The annual Pwn2Own Automotive hacking contest returned this week in Tokyo, bringing together some of the world’s top security researchers to probe the defenses of modern vehicle technology. Among the systems tested on day one was Tesla’s in-vehicle infotainment platform, which researchers managed to compromise under the contest’s tightly controlled rules.
On day one of Pwn2Own Automotive 2026, researchers demonstrated 37 previously unknown vulnerabilities—commonly referred to as zero-day exploits—across a range of automotive technologies. Among them was Tesla’s infotainment platform, which was targeted in the USB-based attack category.
The Synacktiv team, a familiar name at Pwn2Own events involving Tesla, successfully chained multiple vulnerabilities to gain root-level access to the system, earning a US$35,000 payout.
The exploit required physical access and relied on multiple flaws working together, a key distinction that separates research demonstrations from practical attacks. As with prior Tesla-related entries at Pwn2Own, the vehicle systems were fully patched before the competition began, ensuring researchers were working against Tesla’s latest publicly available software.
Tesla’s appearance at this year’s contest continues a long trend of participation in ethical hacking challenges. In previous years, researchers have demonstrated exploits against Tesla Wall Connectors, infotainment systems, and electronic control units (ECUs), sometimes earning six-figure rewards and even vehicles as prizes.
These efforts have consistently taken place under tightly controlled conditions, with findings disclosed privately to Tesla before any public release.

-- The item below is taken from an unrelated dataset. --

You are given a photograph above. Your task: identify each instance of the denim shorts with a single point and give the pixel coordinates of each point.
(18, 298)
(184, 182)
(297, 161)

A core part of the Pwn2Own process is the 90-day disclosure window managed by Trend Micro’s Zero Day Initiative. During this period, Tesla and other affected vendors are given time to develop, test, and deploy security updates before technical details are published. For Tesla, this window aligns well with its over-the-air (OTA) update capability, allowing fixes to be rolled out rapidly without requiring service visits.
While the infotainment system was the focus of this year’s Tesla-related exploit, there was no indication that safety-critical driving systems were impacted. Tesla’s vehicle architecture separates infotainment functions from core driving controls, a design choice intended to limit the consequences of a successful breach.